Tengo unas amigas que son chachis, chachis, chachis. Amigas de verdad. De las que están contigo, incondicionalmente, cuando la vida te la juega, porque sus corazones son enormes. Pero al mismo tiempo de las que bromean a tu costa a cuenta de alguna tontería que ... eleves a categoría de tragedia.
Hace unos días nos reunimos en una cena (entre las cinco más importantes que cuento en el año) a la que acudimos nada menos que 35 personas. Llegué a la hora prevista por los pelos. Y mis pelos fueron el tema de cachondeo durante toda la velada.
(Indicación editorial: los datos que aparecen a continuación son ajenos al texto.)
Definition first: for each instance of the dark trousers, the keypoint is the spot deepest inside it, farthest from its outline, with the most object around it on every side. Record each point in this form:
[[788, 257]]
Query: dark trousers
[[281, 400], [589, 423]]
«Quién te ha visto y quién te ve» me dije, cuando me miré por última vez en el espejo del ascensor mal vestida, apenas maquillada y con la melena mojada a modo de mocho apenas escurrido. «Bueno... mis pirulis son tan buenas, y saben lo acelerada que voy siempre, que mirarán pero callarán», confié.
Con lo que no contaba es que esa noche a mis comadres les iba a salir la faceta socarrona. Durante el aperitivo no tuvieron otra que abrir un debate amplio, que a mí se me hizo eterno, sobre si ese peinado (por llamarlo algo) me quedaba mejor o peor. Yo no veía más que ojos observando mi cabeza.
Pero eso no fue nada para lo que vino después. Número impar de comensales; en consecuencia, alguien debía colocarse en la 'presidencia' de la mesa. «¡Pepa!, ¡Que se ponga Pepa!», propusieron. Y Así me pasé tres horas ofreciendo un campo de visión perfecto para los 34 restantes. Sofocada por tanto recochineo sobre mi pelo cogí un bolígrafo del bolso y a modo de pinza me hice un moño. Luego me lo quité. Y vuelta con el tema: que si te queda mejor recogido, que si mejor suelto, que si a mí me gustas más con el pelo liso, que si mejor rizado. «¿Alguien necesita un boli?, ¡Pepa tiene uno!», llegaron a decir.
Prometí que la guasa no les saldría gratis y así lo cumplo. Más que por mis narices, por mis pelos.